INCLUDE_DATA
  • Adoption 13 years later

    December 15, 2008

    Posted in: adoption, family life

    Thirteen years ago today, I wore a plaid skirt and a red turtleneck at a courthouse. I also wore a deer in the headlights look while a judge in Doylestown, PA approved my adoption. I was 13 at the time.

    I didn’t know how adoption would change my life. At the time, I just thought that it meant that I would get my dad’s last name. I also knew that it meant that if something ever happened to my mom, no one would be able to take me away from my family. I had no concept of the larger changes it would create.

    I grew up in a single parent home. I don’t have all of the details of how we ended up in that position but they aren’t really necessary. No child really needs to know the personal details of their parents’ divorce. And in my case, it probably would have been too much for me to comprehend. What I know is this: my mother left Florida and her first husband when I was five months old. The divorce was final around the time I turned two. I have no recollection of my birth father – I have not seen him in at least 24 years.

    I didn’t realize when I was little that my home life wasn’t “normal”. My grandfather and my mother’s younger brother stepped up to the plate and fulfilled most of the dad functions. I took my grandfather to the “Daddy & Daughter” dances my Girl Scout troop held. My uncle sewed buttons on my Halloween costumes and went to all of my recitals. In fact, I was slightly confused by the two parent household concept that my friends experience (wait, you have a dad and he’s always here?).

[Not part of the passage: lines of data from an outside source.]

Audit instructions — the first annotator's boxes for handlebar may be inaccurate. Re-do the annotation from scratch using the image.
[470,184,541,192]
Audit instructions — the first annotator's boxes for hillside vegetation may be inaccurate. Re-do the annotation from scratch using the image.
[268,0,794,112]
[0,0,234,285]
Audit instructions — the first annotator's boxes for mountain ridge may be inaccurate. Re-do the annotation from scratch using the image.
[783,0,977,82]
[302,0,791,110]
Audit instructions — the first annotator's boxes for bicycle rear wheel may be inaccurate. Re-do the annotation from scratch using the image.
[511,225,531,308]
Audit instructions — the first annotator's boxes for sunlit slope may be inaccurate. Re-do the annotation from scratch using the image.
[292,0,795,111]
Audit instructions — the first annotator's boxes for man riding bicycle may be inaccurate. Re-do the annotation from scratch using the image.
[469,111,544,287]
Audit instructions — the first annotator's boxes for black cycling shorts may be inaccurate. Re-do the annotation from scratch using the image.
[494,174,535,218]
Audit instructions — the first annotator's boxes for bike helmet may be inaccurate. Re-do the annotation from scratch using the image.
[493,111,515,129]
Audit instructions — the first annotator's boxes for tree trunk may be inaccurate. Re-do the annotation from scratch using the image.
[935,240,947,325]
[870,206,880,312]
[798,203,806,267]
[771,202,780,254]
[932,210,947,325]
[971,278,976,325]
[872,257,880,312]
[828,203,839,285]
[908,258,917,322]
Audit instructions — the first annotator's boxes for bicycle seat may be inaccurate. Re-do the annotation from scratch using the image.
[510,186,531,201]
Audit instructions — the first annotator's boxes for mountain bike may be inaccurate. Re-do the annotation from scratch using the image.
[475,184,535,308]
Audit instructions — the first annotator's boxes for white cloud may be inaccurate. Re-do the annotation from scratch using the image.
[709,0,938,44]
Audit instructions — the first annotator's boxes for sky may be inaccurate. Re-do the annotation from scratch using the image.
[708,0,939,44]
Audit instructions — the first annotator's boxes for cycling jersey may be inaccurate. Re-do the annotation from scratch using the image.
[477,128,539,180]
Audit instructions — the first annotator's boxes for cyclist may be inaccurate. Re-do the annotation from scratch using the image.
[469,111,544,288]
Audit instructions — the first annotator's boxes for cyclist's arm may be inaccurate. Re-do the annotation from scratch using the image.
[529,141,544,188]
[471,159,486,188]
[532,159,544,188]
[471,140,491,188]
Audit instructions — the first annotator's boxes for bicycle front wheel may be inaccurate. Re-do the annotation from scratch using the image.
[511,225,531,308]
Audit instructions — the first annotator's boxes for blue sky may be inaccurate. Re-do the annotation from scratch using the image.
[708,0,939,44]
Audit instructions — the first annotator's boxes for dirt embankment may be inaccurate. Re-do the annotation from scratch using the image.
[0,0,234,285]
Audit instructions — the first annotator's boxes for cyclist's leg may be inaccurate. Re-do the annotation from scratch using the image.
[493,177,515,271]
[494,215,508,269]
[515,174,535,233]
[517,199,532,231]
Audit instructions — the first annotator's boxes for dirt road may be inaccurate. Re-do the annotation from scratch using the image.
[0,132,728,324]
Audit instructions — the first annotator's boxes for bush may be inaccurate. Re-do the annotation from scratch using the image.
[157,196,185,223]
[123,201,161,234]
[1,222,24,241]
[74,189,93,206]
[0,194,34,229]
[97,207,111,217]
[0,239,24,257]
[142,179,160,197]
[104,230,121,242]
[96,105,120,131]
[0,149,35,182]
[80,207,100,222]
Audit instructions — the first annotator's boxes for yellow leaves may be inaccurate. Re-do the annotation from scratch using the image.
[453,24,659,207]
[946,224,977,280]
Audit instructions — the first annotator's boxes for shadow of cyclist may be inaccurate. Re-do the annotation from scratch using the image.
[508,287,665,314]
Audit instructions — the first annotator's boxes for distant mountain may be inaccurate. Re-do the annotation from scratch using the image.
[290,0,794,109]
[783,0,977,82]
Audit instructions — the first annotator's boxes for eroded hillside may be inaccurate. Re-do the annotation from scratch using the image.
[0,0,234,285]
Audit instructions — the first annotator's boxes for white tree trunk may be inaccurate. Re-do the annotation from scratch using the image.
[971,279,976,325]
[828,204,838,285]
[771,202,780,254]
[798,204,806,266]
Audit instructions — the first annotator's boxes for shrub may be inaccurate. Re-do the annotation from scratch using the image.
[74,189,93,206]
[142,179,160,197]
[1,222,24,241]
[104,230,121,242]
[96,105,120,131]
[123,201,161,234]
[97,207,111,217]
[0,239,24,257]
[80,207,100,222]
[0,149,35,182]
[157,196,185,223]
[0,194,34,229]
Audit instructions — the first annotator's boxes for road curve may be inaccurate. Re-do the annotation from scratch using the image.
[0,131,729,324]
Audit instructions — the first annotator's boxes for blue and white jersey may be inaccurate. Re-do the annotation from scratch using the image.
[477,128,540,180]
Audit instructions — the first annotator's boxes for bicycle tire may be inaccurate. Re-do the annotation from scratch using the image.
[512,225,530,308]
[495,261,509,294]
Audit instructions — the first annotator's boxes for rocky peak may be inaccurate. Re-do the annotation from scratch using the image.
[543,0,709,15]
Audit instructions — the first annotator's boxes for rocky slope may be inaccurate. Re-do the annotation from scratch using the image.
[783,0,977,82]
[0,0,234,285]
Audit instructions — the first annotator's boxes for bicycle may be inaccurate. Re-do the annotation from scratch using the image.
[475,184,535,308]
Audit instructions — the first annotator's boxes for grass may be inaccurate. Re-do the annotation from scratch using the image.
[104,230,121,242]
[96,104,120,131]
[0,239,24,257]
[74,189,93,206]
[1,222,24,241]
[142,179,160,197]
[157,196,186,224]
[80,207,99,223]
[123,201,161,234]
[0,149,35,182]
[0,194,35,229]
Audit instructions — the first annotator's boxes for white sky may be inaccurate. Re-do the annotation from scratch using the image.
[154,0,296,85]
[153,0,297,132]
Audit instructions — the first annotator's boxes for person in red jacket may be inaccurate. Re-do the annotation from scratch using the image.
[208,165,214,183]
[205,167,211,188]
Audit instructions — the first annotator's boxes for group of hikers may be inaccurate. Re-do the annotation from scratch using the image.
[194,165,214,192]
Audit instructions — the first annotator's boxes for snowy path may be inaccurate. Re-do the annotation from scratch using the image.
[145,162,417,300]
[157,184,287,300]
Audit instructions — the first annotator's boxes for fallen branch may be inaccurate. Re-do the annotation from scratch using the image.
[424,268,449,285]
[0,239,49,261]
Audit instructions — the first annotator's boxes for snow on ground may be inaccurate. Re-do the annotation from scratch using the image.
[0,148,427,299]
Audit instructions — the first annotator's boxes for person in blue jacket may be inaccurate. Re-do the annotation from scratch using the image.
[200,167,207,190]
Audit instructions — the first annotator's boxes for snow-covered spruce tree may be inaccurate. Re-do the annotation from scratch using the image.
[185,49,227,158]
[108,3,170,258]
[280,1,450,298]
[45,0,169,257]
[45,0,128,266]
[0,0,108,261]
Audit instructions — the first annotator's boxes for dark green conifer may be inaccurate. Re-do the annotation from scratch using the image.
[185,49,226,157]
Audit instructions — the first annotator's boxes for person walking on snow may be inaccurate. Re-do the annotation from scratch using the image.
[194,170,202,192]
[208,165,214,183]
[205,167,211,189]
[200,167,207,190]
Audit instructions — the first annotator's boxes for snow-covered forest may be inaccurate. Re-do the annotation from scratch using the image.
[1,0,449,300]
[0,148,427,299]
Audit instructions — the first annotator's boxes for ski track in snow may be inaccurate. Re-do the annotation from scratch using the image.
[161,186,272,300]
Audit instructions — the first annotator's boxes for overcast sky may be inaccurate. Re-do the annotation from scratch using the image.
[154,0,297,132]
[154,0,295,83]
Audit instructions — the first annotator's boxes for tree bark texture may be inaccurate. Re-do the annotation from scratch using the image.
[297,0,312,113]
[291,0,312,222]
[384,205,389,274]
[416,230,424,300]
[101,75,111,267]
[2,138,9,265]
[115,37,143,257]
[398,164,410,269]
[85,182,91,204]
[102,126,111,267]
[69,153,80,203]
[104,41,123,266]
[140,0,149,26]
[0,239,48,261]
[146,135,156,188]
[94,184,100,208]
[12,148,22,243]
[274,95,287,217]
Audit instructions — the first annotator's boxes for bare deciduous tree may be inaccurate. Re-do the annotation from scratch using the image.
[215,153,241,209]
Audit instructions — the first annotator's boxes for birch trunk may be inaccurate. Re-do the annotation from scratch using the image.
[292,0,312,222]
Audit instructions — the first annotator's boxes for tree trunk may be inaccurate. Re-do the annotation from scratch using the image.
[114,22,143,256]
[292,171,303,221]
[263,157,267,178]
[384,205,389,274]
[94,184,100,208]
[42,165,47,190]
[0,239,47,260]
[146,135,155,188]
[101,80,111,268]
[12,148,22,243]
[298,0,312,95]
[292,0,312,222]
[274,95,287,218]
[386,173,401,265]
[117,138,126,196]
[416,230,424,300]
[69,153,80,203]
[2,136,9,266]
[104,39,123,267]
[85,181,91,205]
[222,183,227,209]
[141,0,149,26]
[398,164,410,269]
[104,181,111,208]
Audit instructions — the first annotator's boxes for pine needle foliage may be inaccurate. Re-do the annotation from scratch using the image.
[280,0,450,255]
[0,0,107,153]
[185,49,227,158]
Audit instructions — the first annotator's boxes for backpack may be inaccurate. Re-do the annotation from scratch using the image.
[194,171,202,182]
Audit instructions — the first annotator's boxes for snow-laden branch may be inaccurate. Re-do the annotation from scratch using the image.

    And then when I was eight, my mother met Thomas. Four months later, they were engaged and one day shy a year from their first date, they were married. And from that moment on, he wasn’t “Thomas” anymore. He was my Daddy.

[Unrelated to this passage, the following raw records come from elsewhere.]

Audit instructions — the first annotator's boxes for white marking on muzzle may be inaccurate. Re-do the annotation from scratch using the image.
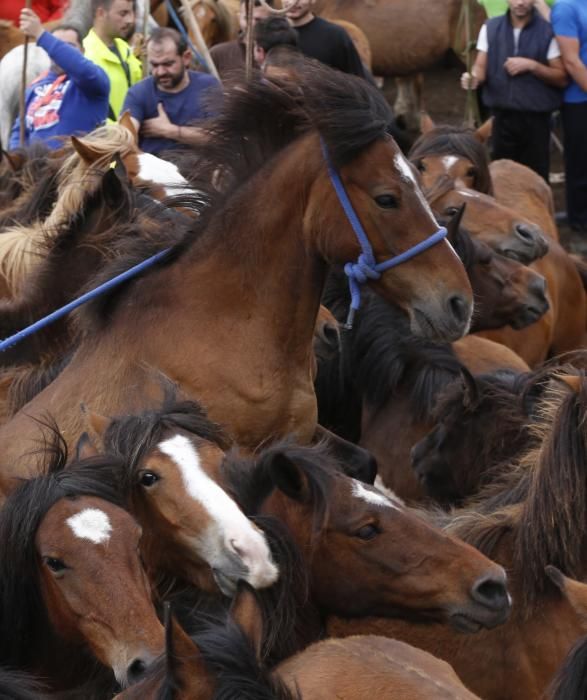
[67,508,112,544]
[158,435,279,588]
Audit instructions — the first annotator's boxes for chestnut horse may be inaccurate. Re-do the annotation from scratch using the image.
[0,441,165,693]
[427,177,585,367]
[76,396,279,595]
[117,583,481,700]
[0,65,472,487]
[329,376,587,699]
[223,441,510,661]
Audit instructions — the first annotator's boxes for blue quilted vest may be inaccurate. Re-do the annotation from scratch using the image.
[482,10,562,112]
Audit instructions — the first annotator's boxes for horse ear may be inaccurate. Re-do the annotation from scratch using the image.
[75,432,99,460]
[475,117,493,143]
[545,566,587,627]
[71,135,103,164]
[267,451,311,502]
[101,155,129,206]
[460,367,479,410]
[80,404,110,447]
[230,581,264,661]
[420,111,435,134]
[118,110,138,144]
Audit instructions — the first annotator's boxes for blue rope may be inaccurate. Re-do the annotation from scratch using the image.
[320,140,448,329]
[0,249,171,353]
[165,0,211,73]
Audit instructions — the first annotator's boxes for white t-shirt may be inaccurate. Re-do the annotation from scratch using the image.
[476,23,561,59]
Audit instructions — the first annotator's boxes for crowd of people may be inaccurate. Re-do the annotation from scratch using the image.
[2,0,587,233]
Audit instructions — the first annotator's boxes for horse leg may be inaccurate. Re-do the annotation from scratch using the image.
[312,425,377,485]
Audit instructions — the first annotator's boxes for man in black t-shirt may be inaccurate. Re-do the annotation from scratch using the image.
[285,0,367,78]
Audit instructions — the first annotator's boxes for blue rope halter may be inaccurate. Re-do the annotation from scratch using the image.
[321,140,448,329]
[164,0,212,74]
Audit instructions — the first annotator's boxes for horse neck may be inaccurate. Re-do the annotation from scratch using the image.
[178,140,328,353]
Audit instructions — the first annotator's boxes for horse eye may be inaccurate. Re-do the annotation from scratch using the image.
[415,160,426,172]
[374,194,398,209]
[445,207,460,217]
[139,471,160,487]
[466,168,477,178]
[355,524,381,541]
[44,557,67,573]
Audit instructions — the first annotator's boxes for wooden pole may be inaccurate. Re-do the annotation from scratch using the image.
[19,0,33,147]
[245,0,254,80]
[178,0,221,82]
[142,0,150,77]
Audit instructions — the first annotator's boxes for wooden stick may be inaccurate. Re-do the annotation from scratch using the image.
[178,0,221,82]
[142,0,150,77]
[245,0,254,80]
[19,0,33,147]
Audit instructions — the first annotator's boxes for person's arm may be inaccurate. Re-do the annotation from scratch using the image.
[556,35,587,92]
[8,116,24,150]
[503,55,568,87]
[20,9,110,97]
[461,24,488,89]
[140,103,207,144]
[338,31,368,79]
[534,0,551,22]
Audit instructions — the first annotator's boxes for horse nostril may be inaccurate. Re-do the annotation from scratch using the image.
[127,658,148,683]
[515,224,535,244]
[230,538,244,558]
[529,275,547,299]
[447,294,470,326]
[471,574,510,611]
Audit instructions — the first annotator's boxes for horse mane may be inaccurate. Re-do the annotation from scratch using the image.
[321,270,462,422]
[444,375,587,609]
[409,124,494,195]
[0,427,123,671]
[421,173,457,208]
[78,64,393,328]
[548,634,587,700]
[101,393,231,497]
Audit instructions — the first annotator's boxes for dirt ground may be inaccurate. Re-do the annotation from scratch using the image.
[382,62,575,250]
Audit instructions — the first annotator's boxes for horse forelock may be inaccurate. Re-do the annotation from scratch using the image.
[409,124,493,195]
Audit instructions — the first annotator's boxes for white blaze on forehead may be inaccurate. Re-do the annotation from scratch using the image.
[441,155,460,172]
[67,508,112,544]
[158,435,278,587]
[394,153,417,185]
[136,152,193,198]
[352,479,402,510]
[374,475,405,509]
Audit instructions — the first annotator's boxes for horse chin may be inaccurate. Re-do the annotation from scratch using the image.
[409,305,470,343]
[447,613,484,634]
[447,597,512,633]
[212,568,238,597]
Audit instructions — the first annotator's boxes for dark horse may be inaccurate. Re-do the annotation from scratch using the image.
[0,62,472,490]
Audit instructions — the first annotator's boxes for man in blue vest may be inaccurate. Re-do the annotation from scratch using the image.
[552,0,587,233]
[461,0,567,182]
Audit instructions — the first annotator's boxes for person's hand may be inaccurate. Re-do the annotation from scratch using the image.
[460,71,479,90]
[141,103,177,139]
[19,8,44,41]
[504,57,537,76]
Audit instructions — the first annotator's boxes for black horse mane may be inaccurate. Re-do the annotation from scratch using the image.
[548,634,587,700]
[78,62,393,329]
[409,124,494,195]
[320,270,462,423]
[0,428,123,675]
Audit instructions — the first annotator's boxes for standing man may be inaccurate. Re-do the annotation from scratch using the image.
[122,27,219,154]
[285,0,367,78]
[209,0,275,79]
[461,0,567,182]
[552,0,587,233]
[9,7,109,149]
[83,0,141,121]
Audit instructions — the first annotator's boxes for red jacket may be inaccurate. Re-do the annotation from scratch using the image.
[0,0,67,24]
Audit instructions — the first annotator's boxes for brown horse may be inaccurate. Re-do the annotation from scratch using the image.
[118,583,482,699]
[0,66,472,487]
[329,376,587,699]
[76,397,279,595]
[224,441,510,658]
[0,443,165,693]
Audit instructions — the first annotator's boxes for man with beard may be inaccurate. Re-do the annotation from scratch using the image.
[83,0,141,120]
[8,7,109,149]
[122,27,219,154]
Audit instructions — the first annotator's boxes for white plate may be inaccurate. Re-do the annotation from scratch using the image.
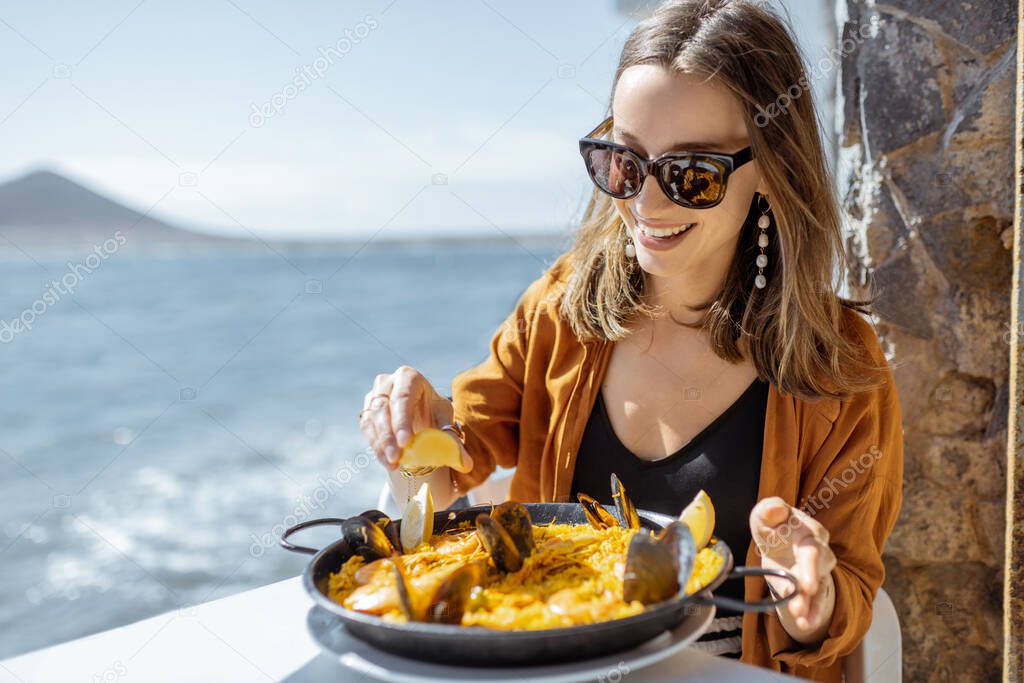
[306,603,715,683]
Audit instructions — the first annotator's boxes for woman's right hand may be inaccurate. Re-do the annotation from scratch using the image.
[358,365,474,473]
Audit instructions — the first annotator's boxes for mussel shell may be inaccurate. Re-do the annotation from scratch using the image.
[490,501,535,559]
[622,531,676,604]
[342,515,397,562]
[391,556,419,620]
[425,560,487,624]
[357,509,402,551]
[654,520,696,594]
[610,473,640,530]
[475,513,524,573]
[622,521,697,604]
[358,509,391,526]
[577,492,619,529]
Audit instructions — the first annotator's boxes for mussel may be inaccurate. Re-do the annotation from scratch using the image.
[622,520,696,604]
[424,560,488,624]
[577,472,641,530]
[392,558,488,624]
[577,473,696,604]
[577,492,619,529]
[610,473,640,530]
[341,515,399,561]
[475,501,534,573]
[491,501,535,558]
[356,508,402,552]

    He wasn’t just a step dad. He was my family.

    He was the one who was insistent that I participated in summer theatre, even when money was tight, because I loved it so much. He was the one who commuted over an hour to work each day so I wouldn’t have to change schools after the wedding. He was the one who took care of me.

    In his first year of marriage, my dad was the sudden parent of a nine year old girl (at a point when my parents should have been enjoying the honeymoon phase of marriage) but he did it with such grace and consistency that you would have thought he had been he had been there since the day I was born.

    While I would love to tell you that I was just so lovable you couldn’t help yourself from loving me, it isn’t true. I was a pain in the ass. But my dad loved me and I am so blessed for that. I never thought of him as “my mom’s husband” because he immersed himself in creating our family.

    His love was unconditional, even when I thought it wasn’t. Which might be a universal truth about learning how to be parented (something we all must learn) but it was so profound for me. I had/have a very hard time with letting myself be loved because once a long time ago, a man who was supposed to have a biological urge to love me unconditionally did not. Learning how to accept unconditional love was a painful and bitter process but something that I could not have survived life without.

    My family

    My family

  • Recent Comments

    • JR Moreau said...

      1

      Touching post.

      It’s amazing how many different ways you can define true “family.” It sounds like you found yourself in quite a family.

      12/15/08 1:56 PM | Comment Link

    • Carm said...

      2

      Dorie-

      that was a great tribute to your father, and your family. Happy adoption birthday, with much love,
      -Carm

      12/15/08 2:49 PM | Comment Link

    • Dorie said...

      3

      @JR Moreau – Learning that you can define family in more than one way is such an important lesson, especially as the “face” of most families is changes.

      @Carm – Thanks my love. Will we be seeing you write about Al? Because that would make me happy.

      12/16/08 7:21 AM | Comment Link

    • Todd Hiestand said...

      4

      Dorie, this is an awesome post. I pray that Mason can speak of our love for him in such terms when he is older.

      12/16/08 11:48 AM | Comment Link

    • Dorie said...

      5

      @Todd – There is not a shadow of doubt in my mind that Mason will be able speak of you and Mel in similar ways. There is something about the way his whole face lights up when he sees you at The Well on Sunday mornings that always touches and inspires me. Besides, he’ll always be stuck with people like me around him who can guide him through the harder parts of adoption.